## **Diagnosis of Presence of Heart Disease Based on Age, Cholesterol, And Resting Blood Pressure**

**Names:** Srijan Sanghera, Sharon Feng, Annie Wang, Mairin Leitch

### **Introduction**
Coronary artery disease (CAD) poses a significant health challenge, marked by the narrowing of coronary arteries, necessitating precise diagnostic tools for timely intervention and treatment (Detrano, et al.,1989). Traditionally, invasive procedures like angiography have been employed for diagnosis, but they come with inherent risks such as arterial injury, stroke, and radiation exposure (Mayo Clinic, 2021). Recognizing the imperative for safer alternatives, there is an increasing interest in non-invasive diagnostic methods that leverage patient demographics and basic clinical information for CAD diagnosis. This data analysis aims to address this need by evaluating the diagnosis of the presence of heart disease using essential parameters: age, cholesterol levels, and resting blood pressure based on the database from the Hungarian Institute of Cardiology. <br> 

**Research Question:** Will the new patient have heart disease or not based on their age, cholesterol, and resting blood pressure?

The dataset used for this report comes from the Hungarian Institute of Cardiology in Budapest. The data consists solely of numerical values. A total of 76 columns of data exist, but only 14 columns are used in the given data tables (Detrano et al., 1989).

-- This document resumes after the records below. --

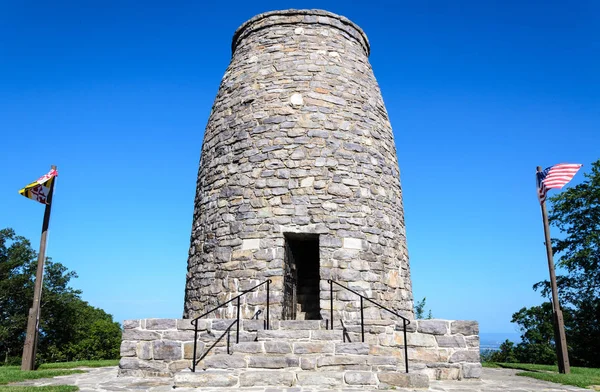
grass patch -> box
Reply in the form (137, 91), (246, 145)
(39, 359), (119, 370)
(481, 362), (502, 368)
(0, 366), (85, 391)
(0, 385), (79, 392)
(498, 363), (600, 388)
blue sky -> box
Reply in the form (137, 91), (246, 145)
(0, 0), (600, 332)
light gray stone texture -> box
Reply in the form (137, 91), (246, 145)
(451, 320), (479, 336)
(146, 319), (177, 330)
(173, 371), (238, 388)
(344, 371), (377, 385)
(152, 340), (183, 360)
(449, 350), (480, 363)
(240, 371), (294, 387)
(184, 10), (413, 322)
(13, 367), (589, 392)
(417, 320), (450, 335)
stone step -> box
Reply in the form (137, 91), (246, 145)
(256, 330), (343, 343)
(174, 370), (429, 391)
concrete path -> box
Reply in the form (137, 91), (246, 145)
(11, 367), (590, 392)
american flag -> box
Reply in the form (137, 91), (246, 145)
(536, 163), (583, 204)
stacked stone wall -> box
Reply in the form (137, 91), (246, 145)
(119, 319), (481, 380)
(184, 10), (413, 319)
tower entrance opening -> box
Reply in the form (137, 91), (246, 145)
(282, 233), (321, 320)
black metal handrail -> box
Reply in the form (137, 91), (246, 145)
(327, 279), (410, 373)
(191, 279), (272, 372)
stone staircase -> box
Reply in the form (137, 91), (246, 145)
(174, 320), (429, 388)
(119, 319), (481, 390)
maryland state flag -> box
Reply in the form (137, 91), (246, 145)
(19, 169), (58, 204)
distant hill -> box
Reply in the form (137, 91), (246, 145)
(479, 332), (521, 351)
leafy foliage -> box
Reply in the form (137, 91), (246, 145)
(512, 160), (600, 367)
(0, 229), (121, 364)
(415, 297), (433, 320)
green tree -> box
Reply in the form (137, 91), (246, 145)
(485, 339), (518, 362)
(513, 160), (600, 367)
(511, 302), (570, 364)
(415, 297), (433, 320)
(0, 229), (121, 362)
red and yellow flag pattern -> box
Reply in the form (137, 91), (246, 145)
(19, 169), (58, 204)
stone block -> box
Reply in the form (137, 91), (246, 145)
(232, 342), (264, 354)
(201, 354), (246, 369)
(317, 355), (368, 368)
(173, 371), (238, 388)
(243, 320), (265, 332)
(177, 319), (208, 331)
(120, 340), (137, 357)
(344, 371), (377, 385)
(296, 372), (344, 387)
(240, 371), (294, 387)
(406, 332), (437, 347)
(462, 363), (482, 378)
(294, 342), (335, 354)
(300, 356), (317, 370)
(163, 330), (194, 342)
(279, 320), (321, 330)
(257, 329), (310, 341)
(210, 319), (241, 332)
(435, 335), (467, 348)
(119, 357), (140, 370)
(377, 372), (429, 388)
(146, 319), (177, 331)
(123, 320), (140, 329)
(450, 320), (479, 336)
(122, 329), (160, 340)
(139, 359), (169, 376)
(367, 355), (400, 366)
(183, 342), (206, 359)
(465, 335), (479, 348)
(369, 345), (404, 357)
(247, 355), (300, 369)
(264, 341), (298, 354)
(152, 340), (183, 361)
(310, 329), (343, 341)
(416, 320), (450, 335)
(449, 350), (481, 363)
(135, 342), (152, 359)
(408, 347), (441, 363)
(335, 343), (369, 355)
(242, 238), (260, 250)
(168, 359), (192, 373)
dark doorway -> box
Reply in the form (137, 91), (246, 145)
(282, 233), (321, 320)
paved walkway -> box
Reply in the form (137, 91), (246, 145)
(11, 367), (590, 392)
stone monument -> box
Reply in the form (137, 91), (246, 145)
(119, 10), (481, 382)
(184, 10), (414, 319)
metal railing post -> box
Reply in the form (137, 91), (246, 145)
(360, 297), (365, 343)
(267, 279), (271, 329)
(402, 319), (408, 373)
(329, 280), (333, 331)
(192, 320), (198, 373)
(235, 297), (241, 344)
(227, 328), (231, 354)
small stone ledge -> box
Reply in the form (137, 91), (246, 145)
(119, 319), (481, 387)
(231, 9), (371, 56)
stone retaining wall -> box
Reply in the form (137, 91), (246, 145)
(119, 319), (481, 380)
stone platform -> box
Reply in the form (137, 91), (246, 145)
(119, 319), (481, 389)
(9, 367), (590, 392)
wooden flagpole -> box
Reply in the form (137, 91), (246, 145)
(537, 166), (571, 374)
(21, 165), (56, 370)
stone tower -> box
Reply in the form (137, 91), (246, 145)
(184, 10), (414, 319)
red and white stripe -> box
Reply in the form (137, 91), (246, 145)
(542, 163), (583, 189)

The 14 available columns are titled ‘age’, ‘sex’, ‘cp’, ‘trestbps’,  ‘chol’, ‘fbs’, ‘restecg’ , ‘thalach’, ‘exang’, ‘oldpeak’, ‘slope’, ‘ca’, ‘thal’, and ‘num’ (Detrano et al., 1989). 

--------UNFINISHED

### **Method and Exploratory Analysis**

**Importing libraries:**
- Used library() to install tidyverse, tidymodels, and repr packages.
- Used install.packages() to install “kknn” and “yardstick”. 


In [None]:
#import packages:
library(tidyverse) 
library(tidymodels)
library(repr)
install.packages("kknn")

**Wrangling Data:**
- Loaded and renamed columns of the "processed.hungary.data" dataset.
- Cleaned and wrangled data: select predictive variables, filter out missing data, and correct data types.
- Splitted data into training (75%) and testing (25%) sets.



In [None]:
#loading data in:
URL <- "https://archive.ics.uci.edu/ml/machine-learning-databases/heart-disease/processed.hungarian.data"
heart <- read_delim(URL, delim = ",", col_names = FALSE) |>
        rename(age = X1, sex = X2, cp = X3, trestbps = X4, chol = X5, fbs = X6, restecg = X7, thalach = X8, exang = X9,
               oldpeak = X10, slope = X11, ca = X12, thal = X13, num_predicted = X14)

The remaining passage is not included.